TICAS Statement on Trump Administration’s FY19 Budget for Higher Education
“The Trump Administration’s proposed budget would push the cost of college even further out of reach for millions of students. It would raise student loan payments by more than $200 billion over the next decade. Additionally, it would cut the Department of Education’s annual funding by almost $4 billion, while intentionally and unnecessarily leaving tens of billions of dollars on the table despite the bipartisan agreement on overall spending levels reached just last week.
“Pell Grants are the cornerstone of federal efforts to make college more affordable for millions of low- and moderate-income students, but this budget ignores the critical investments needed to strengthen the grant. The share of college expenses covered by Pell Grants is already at a historic low, and under the Administration’s budget it would sink even further. Allowing the Pell Grant’s purchasing power to continue to erode will exacerbate disproportionate debt burdens faced by our nation’s financially neediest students. The budget also proposes to eliminate the Supplemental Educational Opportunity Grant program, which cuts a billion dollars in scholarships next year alone.
“The budget also increases the cost of loans for millions of students who need to borrow to get to and through college. Streamlining the number of income-driven repayment (IDR) plans is an excellent idea with bipartisan support, but the Administration’s proposal would cost students over $100 billion over 10 years. The Trump IDR plan would shorten maximum repayment periods from 20 years to 15 years for many undergraduates, but substantially lengthen repayment periods for borrowers working in public service and those with debt from graduate school, as well as increase required monthly payments by 25 percent for all borrowers in IDR. Under this plan, borrowers with even a dollar of graduate debt would make payments for up to 30 years. Lengthening repayment periods disproportionately harms the lowest-income students and makes it harder for borrowers to start a business, buy a home, or save for retirement and their own children’s education. Under this IDR plan, for example, a teacher who borrowed for graduate school would pay more than three and a half times the amount required than if they had access to Public Service Loan Forgiveness (PSLF).

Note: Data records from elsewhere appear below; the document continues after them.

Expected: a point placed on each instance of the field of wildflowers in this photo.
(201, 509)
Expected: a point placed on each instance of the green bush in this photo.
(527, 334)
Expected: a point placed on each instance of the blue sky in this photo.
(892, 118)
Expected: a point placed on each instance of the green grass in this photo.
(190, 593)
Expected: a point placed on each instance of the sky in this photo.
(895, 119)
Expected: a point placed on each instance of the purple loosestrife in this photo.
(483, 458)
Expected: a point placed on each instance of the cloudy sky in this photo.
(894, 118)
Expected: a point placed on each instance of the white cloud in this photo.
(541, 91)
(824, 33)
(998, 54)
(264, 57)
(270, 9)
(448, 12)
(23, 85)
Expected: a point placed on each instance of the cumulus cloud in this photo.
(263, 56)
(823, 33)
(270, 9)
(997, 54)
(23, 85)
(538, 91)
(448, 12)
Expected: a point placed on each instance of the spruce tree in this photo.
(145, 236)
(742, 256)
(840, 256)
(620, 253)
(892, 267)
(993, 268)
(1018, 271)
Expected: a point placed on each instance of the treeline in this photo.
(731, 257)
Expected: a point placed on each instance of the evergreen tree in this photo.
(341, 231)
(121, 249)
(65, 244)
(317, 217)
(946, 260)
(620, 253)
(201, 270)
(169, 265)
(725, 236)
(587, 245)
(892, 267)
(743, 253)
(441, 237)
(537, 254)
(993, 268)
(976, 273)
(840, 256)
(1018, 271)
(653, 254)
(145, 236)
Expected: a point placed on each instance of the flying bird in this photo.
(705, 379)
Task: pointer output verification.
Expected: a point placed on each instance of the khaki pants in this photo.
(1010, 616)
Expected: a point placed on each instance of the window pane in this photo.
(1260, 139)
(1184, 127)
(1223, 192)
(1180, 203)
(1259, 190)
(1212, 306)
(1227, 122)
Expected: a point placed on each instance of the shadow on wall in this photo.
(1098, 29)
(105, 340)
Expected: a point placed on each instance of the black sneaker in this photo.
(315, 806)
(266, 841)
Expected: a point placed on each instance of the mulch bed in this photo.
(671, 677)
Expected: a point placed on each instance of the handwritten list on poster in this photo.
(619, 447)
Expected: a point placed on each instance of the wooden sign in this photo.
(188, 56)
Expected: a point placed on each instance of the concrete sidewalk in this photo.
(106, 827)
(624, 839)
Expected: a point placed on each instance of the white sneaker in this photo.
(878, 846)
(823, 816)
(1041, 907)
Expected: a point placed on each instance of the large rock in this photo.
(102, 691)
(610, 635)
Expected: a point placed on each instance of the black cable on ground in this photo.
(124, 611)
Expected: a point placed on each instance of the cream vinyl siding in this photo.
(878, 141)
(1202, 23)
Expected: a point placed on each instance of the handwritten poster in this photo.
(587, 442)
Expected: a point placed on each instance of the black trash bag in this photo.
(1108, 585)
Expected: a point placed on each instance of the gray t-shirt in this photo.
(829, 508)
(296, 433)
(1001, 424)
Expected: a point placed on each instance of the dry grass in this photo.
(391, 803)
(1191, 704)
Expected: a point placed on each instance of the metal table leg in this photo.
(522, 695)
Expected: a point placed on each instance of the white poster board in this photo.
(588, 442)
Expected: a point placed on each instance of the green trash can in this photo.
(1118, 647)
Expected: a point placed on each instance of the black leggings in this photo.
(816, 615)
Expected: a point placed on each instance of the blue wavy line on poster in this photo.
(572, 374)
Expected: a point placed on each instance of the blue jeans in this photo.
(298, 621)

“By eliminating subsidized loans to millions of students a year, the Administration’s budget would allow interest to accrue while students are enrolled and increase the cost of college by thousands of dollars for millions of undergraduates. This, together with the changes to IDR and the elimination of PSLF would increase costs for borrowers by over $200 billion over ten years.
“These proposals to raise the cost of student loans come alongside a proposal to roll back restrictions on which programs and providers are eligible to receive Pell Grants. Unless strong quality assurance provisions are put in place to avoid abuses of the past, allowing Pell Grant dollars to flow to unproven programs and providers will undermine students’ ability to complete meaningful credentials. While the Administration proposes including ‘sufficient guardrails’ for these newly Pell-eligible programs, the fact that it has illegally delayed and is currently gutting regulations designed to ensure colleges deliver on their promises to students makes opening up Pell Grants in this way all the more risky.
“These massive cuts eclipse otherwise worthwhile ideas to modernize and improve federal aid processes. For example, the Administration proposes allowing taxpayers to give permission for the IRS to share limited tax data directly with the Department, which would substantially reduce the current burden of annually submitting income documentation in order to stay in an IDR plan and continue making affordable payments. It would also automatically enroll severely delinquent borrowers into IDR. Both of these changes are included in the bipartisan SIMPLE Act, and would significantly help struggling borrowers avoid default. The budget also supports efforts to improve student loan servicing through a single, user-friendly platform, which could help students successfully repay their loans. These are important steps forward but within a budget that would take giant leaps backward.
“Student debt is at an all-time high and more than a million students default on their loans every year. The last thing students need is to raise the cost of student loans by $200 billion, freeze the size of Pell Grants in the face of rising college costs, and bulldoze protections against low-quality programs. We need a real plan to make college loans pay off for students by investing in scholarships, making loans simpler and more affordable, and closing low-quality programs that leave students with debts and no jobs.”